Dish Crews and The Great Turning: A Woolman-Style Graduation Speech
I did a lot of dish crews here at Woolman. I started out with two per week, one on Wednesday night and one on Friday after lunch. When I did a trade with Lucy, I ended up with a dish crew Thursday after lunch too. I thought I had stumbled upon a genius bargaining currency and I didn’t hesitate to trade with Daniel so that he took my bathroom cleaning and I took his lunch cleanup on Tuesdays and his Sunday night dish crew. Then I started doing spur of the moment trades when I needed some free time. My token line was “if you do my dish crew today, I’ll do two of yours next week.”
Soon my life was in shambles. I was doing up to nine dish crews every week... that sounds hard.
Somehow, though, I managed to scrape by.

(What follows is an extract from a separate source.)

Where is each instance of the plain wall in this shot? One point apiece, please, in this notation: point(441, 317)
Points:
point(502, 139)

I realized the value of each task on dish crew. When I wanted to be out and about I was on general tidiness patrol, putting away leftovers and wiping down counters and tables. When I wanted to be fully immersed in my work I was at the sink, washing an endless stream of pans and trays and ladles. When I wanted solitude I worked the sanitizer. I’m going to miss the kitchen and the endless drudgery of cleaning up, and our group high fives at the end and how we sang as we worked. I am profoundly grateful for all of these dish crews.
As Joanna Macy describes, we have reached a great turning— the shift from the industrial growth society to a life-sustaining civilization. Now is when we choose to sit and watch the world unravel, dirty pots in the sinks, or whether it is time for us to roll up our sleeves and get to work. Woolman has given me the tools, the knowledge, helped me to explore my interests and explore my beliefs and question everything. The world needs all of us: the countertop scrubbers, the pot scrapers, the sanitizers, the moppers and sweepers. We can sing while we work, we can be joyful in the knowledge that when it comes time for us to eat that we are reaping the fruits of our labour.
We are not invincible by any means, but here we have learned to know and embrace our innate potential to create a better world. We are beautiful people precisely because we care so deeply.